Wichtig zu beachten: Die Wiederverwendung von Terminologie-Datenbanken ist kein einmaliger Vorgang. Bei einem deutschen Industriessensor-Kunden verkürzte die Integration vorhandener EN/DE-Dokumente die Bauzeit für neue spanische und italienische Versionen um 30%, was den Wert etablierter Terminologie-Ressourcen unterstreicht.

Die folgende Tabelle basiert auf einer Stichprobe von 2.147 EasyStore-Projekten der letzten drei Jahre und zeigt typische Meilensteine und deren durchschnittliche Dauer:
Diese Daten verdeutlichen ein Schlüsselfaktum: Der Engpass liegt nicht im Code, sondern in den Sprachressourcen. Wenn Projektmanager Inhaltsübersetzungen an allgemeine Übersetzungsfirmen outsourcen, steigen die Nachbearbeitungskosten im Schnitt um $23.000; mit EasyStores Terminologiezentrale und Muttersprachen-Redaktionsteams liegt die Erstfreigabequote bei 89%, was die Gesamtunsicherheit deutlich reduziert.
Angesichts von Angeboten Dutzender Anbieter sollten Technikbewerter drei harte Kriterien prüfen:
83% von EasyStores 100.000+ Kunden wählen das Modell „Terminologie-Lizenz + Redaktionstage“ statt Pauschalpreise. Diese strukturierte Abrechnung ermöglicht klare ROI-Berechnungen – ein Autozulieferer sparte z.B. $4.200 bei der Erschließung des mexikanischen Marktes durch Wiederverwendung der Terminologie-Datenbank.
Der in internen Audits von Immobilienentwicklern vorgestellte Ansatz der „Prozess-Assetisierung“ gilt auch für digitale Marketingdienstleistungen: Terminologie-Datenbanken, SEO-Keyword-Listen und Lokalisierungs-Checklisten sollten als übertragbare digitale Assets vertraglich festgehalten werden.

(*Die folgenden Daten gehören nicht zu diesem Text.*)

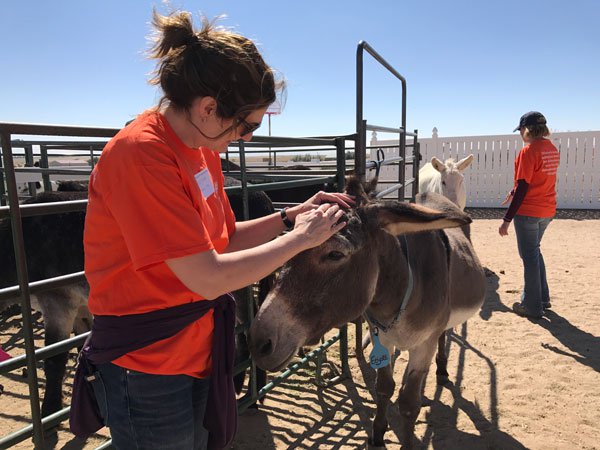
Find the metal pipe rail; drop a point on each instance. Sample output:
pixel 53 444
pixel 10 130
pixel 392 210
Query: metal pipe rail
pixel 361 124
pixel 389 129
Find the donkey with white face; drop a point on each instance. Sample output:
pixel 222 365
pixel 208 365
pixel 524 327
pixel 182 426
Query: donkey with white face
pixel 393 263
pixel 446 179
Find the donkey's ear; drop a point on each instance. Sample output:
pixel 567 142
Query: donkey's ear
pixel 401 218
pixel 464 163
pixel 438 165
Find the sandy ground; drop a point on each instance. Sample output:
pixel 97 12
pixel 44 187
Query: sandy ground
pixel 516 383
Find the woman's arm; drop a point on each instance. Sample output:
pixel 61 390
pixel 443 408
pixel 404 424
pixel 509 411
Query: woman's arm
pixel 255 232
pixel 210 274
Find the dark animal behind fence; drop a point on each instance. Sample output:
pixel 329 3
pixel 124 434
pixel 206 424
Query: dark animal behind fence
pixel 53 247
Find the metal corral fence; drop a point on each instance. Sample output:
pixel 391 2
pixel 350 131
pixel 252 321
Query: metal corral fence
pixel 490 176
pixel 251 179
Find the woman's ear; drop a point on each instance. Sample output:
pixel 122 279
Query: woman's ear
pixel 204 107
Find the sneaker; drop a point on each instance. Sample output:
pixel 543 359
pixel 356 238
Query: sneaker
pixel 522 311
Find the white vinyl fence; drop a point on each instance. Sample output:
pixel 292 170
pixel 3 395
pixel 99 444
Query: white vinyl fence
pixel 490 176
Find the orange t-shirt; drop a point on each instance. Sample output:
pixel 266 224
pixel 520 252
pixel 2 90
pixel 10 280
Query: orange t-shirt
pixel 537 164
pixel 152 198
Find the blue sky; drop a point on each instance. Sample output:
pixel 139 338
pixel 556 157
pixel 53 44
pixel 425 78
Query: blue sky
pixel 472 67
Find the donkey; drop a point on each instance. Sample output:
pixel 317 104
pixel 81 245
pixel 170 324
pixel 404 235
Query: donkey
pixel 446 178
pixel 398 266
pixel 53 246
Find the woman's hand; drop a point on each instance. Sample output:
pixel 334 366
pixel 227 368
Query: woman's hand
pixel 508 199
pixel 315 226
pixel 503 230
pixel 343 200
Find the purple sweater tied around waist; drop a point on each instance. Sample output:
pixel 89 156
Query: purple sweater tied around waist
pixel 115 336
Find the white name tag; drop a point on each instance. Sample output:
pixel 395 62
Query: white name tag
pixel 205 183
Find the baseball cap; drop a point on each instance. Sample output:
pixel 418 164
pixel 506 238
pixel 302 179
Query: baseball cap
pixel 531 118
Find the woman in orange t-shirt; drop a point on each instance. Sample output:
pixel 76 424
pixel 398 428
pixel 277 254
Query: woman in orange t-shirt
pixel 160 232
pixel 533 205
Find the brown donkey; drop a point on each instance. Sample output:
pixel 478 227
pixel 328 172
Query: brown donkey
pixel 394 264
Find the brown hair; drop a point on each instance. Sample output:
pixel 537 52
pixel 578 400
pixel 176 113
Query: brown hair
pixel 211 62
pixel 536 131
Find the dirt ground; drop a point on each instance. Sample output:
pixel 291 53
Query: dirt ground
pixel 517 384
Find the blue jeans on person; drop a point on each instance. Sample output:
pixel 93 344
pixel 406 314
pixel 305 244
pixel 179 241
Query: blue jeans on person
pixel 529 231
pixel 145 411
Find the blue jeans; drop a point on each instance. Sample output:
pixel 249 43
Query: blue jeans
pixel 529 231
pixel 145 411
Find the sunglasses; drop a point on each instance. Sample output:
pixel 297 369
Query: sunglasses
pixel 247 128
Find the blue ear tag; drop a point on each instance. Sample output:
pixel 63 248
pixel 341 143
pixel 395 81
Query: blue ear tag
pixel 380 356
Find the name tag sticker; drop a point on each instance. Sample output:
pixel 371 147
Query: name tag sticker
pixel 205 183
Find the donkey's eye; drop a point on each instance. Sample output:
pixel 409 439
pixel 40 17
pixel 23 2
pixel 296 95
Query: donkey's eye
pixel 334 256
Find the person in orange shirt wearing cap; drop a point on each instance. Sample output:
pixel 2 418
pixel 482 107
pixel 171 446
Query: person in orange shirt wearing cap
pixel 532 206
pixel 163 250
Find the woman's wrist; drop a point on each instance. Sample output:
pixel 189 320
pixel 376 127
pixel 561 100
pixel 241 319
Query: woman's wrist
pixel 287 222
pixel 292 212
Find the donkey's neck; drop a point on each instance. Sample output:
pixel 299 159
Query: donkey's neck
pixel 392 283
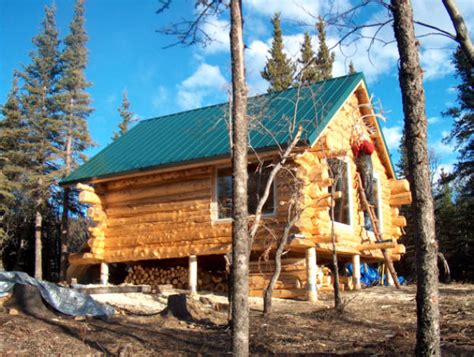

Als dreimaliger „Top 100 China SaaS“-Anbieter kombiniert EasyStore technische Innovation mit lokalen Dienstleistungen und bietet drei Garantien:
EasyStore hat bereits 27 branchenspezifische Terminologiezentralen für Maschinenbau, Medizintechnik und Energie aufgebaut und verkürzt damit mehrsprachige Website-Projekte um 30%. Bei Q3-Messen oder Südostasien-Markteinführungen bieten wir maßgeschneiderte Zeitpläne und Terminologie-Bewertungen an.
Kontaktieren Sie uns für eine Analyse Ihrer Zielmarkt-Abdeckung, mehrsprachige SEO-Keyword-Matrizen und individuelle Projektplanung – damit globales Wachstum auf verlässlichen täglichen Fortschritten basiert.